Consider a classical algorithm for the counting problem which samples uniformly and independently $$k$$ times from the search space, and let $$X1, \dots, X_k$$ be the results of the oracle calls, that is, $$X_j = 1$$ if the $$j$$th oracle call revealed a solution to the problem, and $$X_j = 0$$ if the $$j$$th oracle call did not reveal a solution to the problem. This algorithm returns the estimate $$S \equiv N \times \sum_j X_j/k$$ for the number of solutions to the search problem. Show that the standard deviation in $$S$$ is $$\bigtriangleup S = \sqrt{ M(N − M)/k }$$.

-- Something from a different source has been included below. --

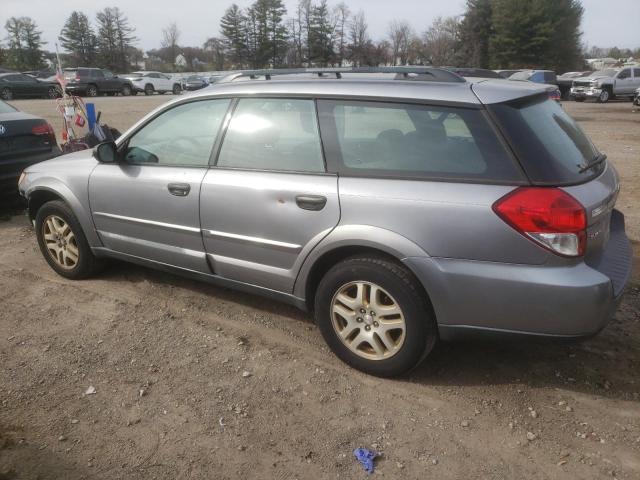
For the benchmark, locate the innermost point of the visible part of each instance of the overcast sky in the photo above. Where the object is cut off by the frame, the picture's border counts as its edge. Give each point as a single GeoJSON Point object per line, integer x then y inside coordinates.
{"type": "Point", "coordinates": [605, 24]}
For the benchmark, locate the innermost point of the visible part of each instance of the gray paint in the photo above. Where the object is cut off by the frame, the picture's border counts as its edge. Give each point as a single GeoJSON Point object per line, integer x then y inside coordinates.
{"type": "Point", "coordinates": [243, 229]}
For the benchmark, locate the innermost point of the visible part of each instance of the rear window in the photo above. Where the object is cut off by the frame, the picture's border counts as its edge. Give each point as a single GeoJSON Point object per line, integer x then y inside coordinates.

The question goes on but I'm already stuck here. To get to the standard deviation first I'm trying to calculate the variance via:

$$\Var(S) = \expectation{S^2} - \expectation{S}^2 \tag1\label1$$ $$\expectation{S} = N \times \sum_j \expectation{X_j}/k = \frac{N}{k} \sum_{j=1}^k \frac{M}{N} = M \tag2\label2$$

Therefore $$S$$ is an unbiased estimator of M.

Now:

$$\expectation{S}^2 = \expectation{\left( N \times \sum_j X_j/k \right)^2} = \frac{N^2}{k^2} \expectation{\left( \sum_j X_j \right)^2} = \frac{N^2}{k^2} \sum_{i=1}^k \sum_{j=1}^k \expectation{X_i X_j} \tag3\label3$$

To calculate $$\expectation{X_i X_j}$$ we need to consider 2 cases:

1. $$i=j \implies \expectation{X_i X_i}=P(X_i=1)=M/N \tag4\label4$$
2. $$i \neq j \implies \expectation{X_i X_j}=P(X_i=1, X_j=1)=\frac{M}{N} \frac{M-1}{N-1} \tag5\label5$$

Case 1 happens $$k$$ times, therefore case 2 must happen $$k^2-k$$ times. So we have:

$$\expectation{S}^2 = \frac{N^2}{k^2} \left( k \frac{M}{N} + (k^2 - k) \frac{M}{N} \frac{M-1}{N-1} \right) \tag6\label6$$

Putting \eqref{2} and \eqref{6} together, after some tedious algebra I got:

$$\Var(S) = \frac{M}{k} \frac{(N-M)(N-k)}{N-1} \tag7\label7$$

If $$k \ll N$$, then \eqref{7} is close to what is stated in the original question but is not exactly it. Can anyone spot where I made the blunder?

## 1 Answer

Since the classical algorithm samples "uniformly and independently $$𝑘$$ times from the search space", equation $$(5)$$ should be, $$P(X_i=1, X_j=1)= P(X_i=1)P(X_j=1)=\frac{M^2}{N^2}$$ instead. If you substitute $$(5)$$ with this, you would arrive at the book's standard deviation.